Salvatore's achievement was a far greater influence upon me than his actual writing, only because it took me 30 frickin' years to read one of his books. I find that amazing. I don't know how it happened. Ever since the day I meant him I've meant to read his stuff, but somehow I never got around to it until this past week. It's one of the great reading snafus of my life.
However, all that is being rectified beginning with the Crimson Shadow series. Book one, The Sword of Bedwyr kicks off the trilogy in a way that promises the kind of fun and adventure I was hoping for! There's battles and monsters and treasure and more!
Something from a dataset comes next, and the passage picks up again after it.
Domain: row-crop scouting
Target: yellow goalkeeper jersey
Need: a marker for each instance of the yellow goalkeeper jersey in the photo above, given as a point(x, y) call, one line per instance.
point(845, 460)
The book plays out sort of how a game of D&D runs. First you get the party together. In this instance it's just a warrior and thief. A wizard happens along later on, but he's not quite a full member of the band. In this case, we're not starting with first level characters. We've got a skilled swordsman and a practiced thief. They're jumping right into the tough stuff, slaying a bit of sword fodder before diving into some truly tough monster encounters.
The actual characters are at least interesting, if not absolutely enthralling. The thief, a charming and funny halfling, is straight out of a Monty Python sketch. Actually, I mean that literally. He speaks with the heavy accent and delivers the same lines as the castle guard with outraaageous French accent, played by John Cleese, in The Holy Grail. That's borrowing perhaps too heavily from a preexisting source, but I enjoyed it so I let it slide. However, when you have a halfling thief enter a dragon's lair and proceed to flatter the dragon in hopes of escaping the encounter alive, well then you've gone too far with the borrowing. That scene from The Hobbit is just too famous to tread upon. Of course, dragon encounters are nothing new to literature. They go as far back as the Old Testament and Greek epics of the 5th century BCE. It's just, well, that particular scene combination is very Tolkien-specific.
Irregardless, this is still great fun and I'll be moving on to book two soon! I plan to dive into Salvatore's other series, and one day I'll no doubt devour his Drizzt stories. I'm told those are the shit, so I'm saving them and working my way up to them. Hey, ya gotta have something to look forward to!